70 thoughts on “Watch Night Services (A Video Summary)”

  1. Whoever shot/edited this video was obviously suffering from a lack of sleep. The music pastor must have a lot of pull in this church. The music sounds great (at least technically) while the speaking/preaching is muddled.
    I remember plenty of New Year’s Eve services like this, except we usually watched “A Thief in the Night” or “Sheffey” or something. New Year’s Eve is the one night of the year it is OK to watch movies in church.
    “This is your last chance to catch up on your tithes for the year.” Wow. The pastor isn’t joking.
    There is nothing like a string of novices trying to outyell each other to end the year on a good note.

  2. Sometimes watchnight services can be really fun! I remember at my old church, we had food, singing, testimonies, and usually a movie (Fundy-approved, of course, but it was neat turning the church into a theatre!). The most fun we ever had at church was during these services lol.

  3. Whoever shot/edited this video was obviously suffering from a lack of sleep.

    I didn’t shoot it but I am guilty of doing the the very quick and dirty editing to highlight the “good bits.”

    If you would like to sift through the 3 1/2 hour original to put together a better compilation, feel free 😀

  4. Watch-might services–giving every grandma and momma called “preacher boy” his 5 minutes of glory. At least that’s how they were at the churches I grew up in.

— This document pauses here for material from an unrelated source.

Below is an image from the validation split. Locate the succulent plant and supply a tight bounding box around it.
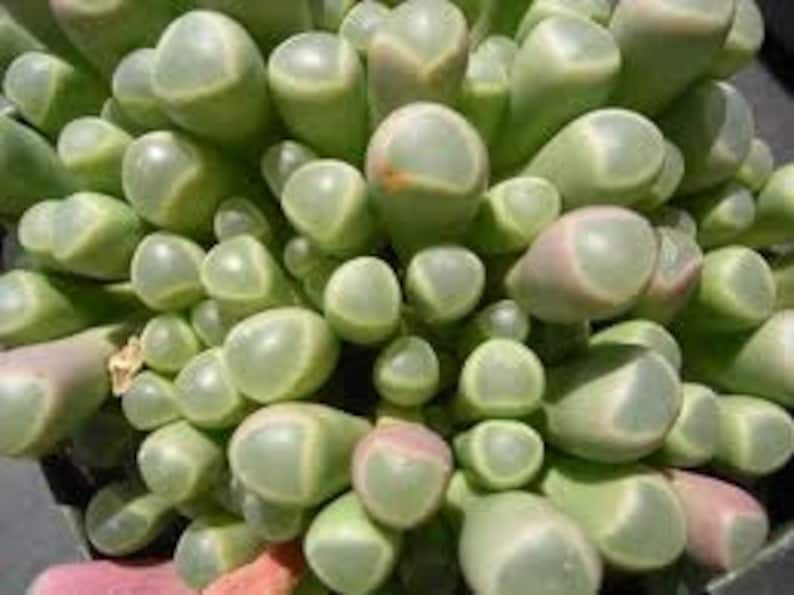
[352,423,453,530]
[228,403,370,508]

  5. I confess I listened to the whole thing. I made my sons leave the room to preserve their innocence.
    The crackhead who equated Gods words and standards with his was especially blasphemous, but the one who really pissed me off was the last, who was “so disappointed” with the young man, “Eric” for actually getting a job. What a dillweed. The worst part is that he used his name. I can only hope it opened Eric’s eyes and he got his family out of there!

  6. Following the recommendation of Steve Brown I will now confess my sins about watchnight services. I admit that I was once the preacher boy spouting who-knows-what trying to outdo the other two Ambassador guys from my church – BJU’s honor was on the line! – and I believe I did use a real name once. A wiser older woman in the church came up to me and convinced me for about 30 seconds that the guy was her nephew, just to make sure that I never did it again.

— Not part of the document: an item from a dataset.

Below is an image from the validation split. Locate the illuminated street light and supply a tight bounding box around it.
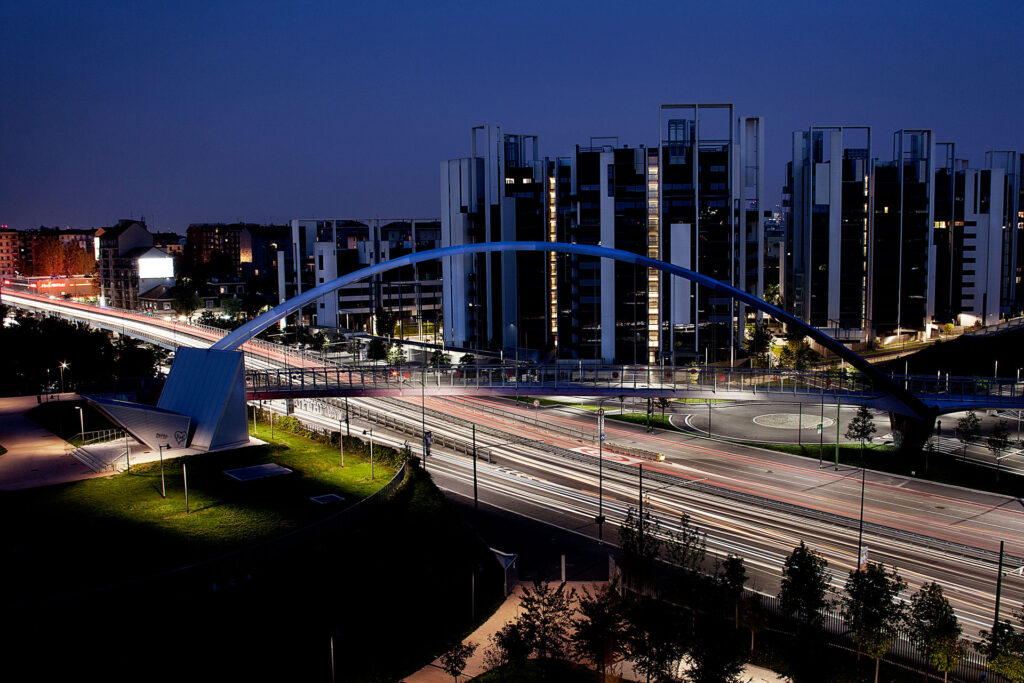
[75,405,85,445]
[362,427,374,481]
[157,443,171,498]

    My church at the time finally graduated from an all-night vigil to deacons hosting other families in the church for…coffee, pound cake, and the occasional game of Uno. Thankfully, though my dad was a deacon, we lived too far out from the church (and in the middle of the third-largest city in the state, to boot) to have people over. I can’t remember more boring NYEs.

  7. I attended one of these about a year and a half ago. I preached. But what was sad to see was the young kids afterwards gathering in a circle discussing their preaching.

  8. Our church wasn’t cool enough to have a watch night service when I was younger, so we went to a church across town a couple times. Later, a family in our church started hosting get-togethers involving lots of food and lots of adults talking while the kids tried to amuse themselves.

  9. Our watch night services always involved a BJU movie–that’s how long it has been since i have been to a watch night service! So much easier just to be in bed by ten in order to get to the great sales on new Year’s Day. After all, the “New Year” point of demarcation is our invention, not God’s clock, unless it happens to fall on a new moon.

  10. I’ve never been a real reveler since I became a Christian. When I joined the IFB church in Australia, I spent one NYE playing board games at the pastors house with a few other guys and girls. It was actually quite a good night, although that Pastor in Aus was too cool (and also like a father to me, so most of the stuff I say about IFB’s does not apply to this guy in Australia – just in case anyone reading recognises me or knows him) . I think he only enforced some standards because of his fellowship with other IFB’s.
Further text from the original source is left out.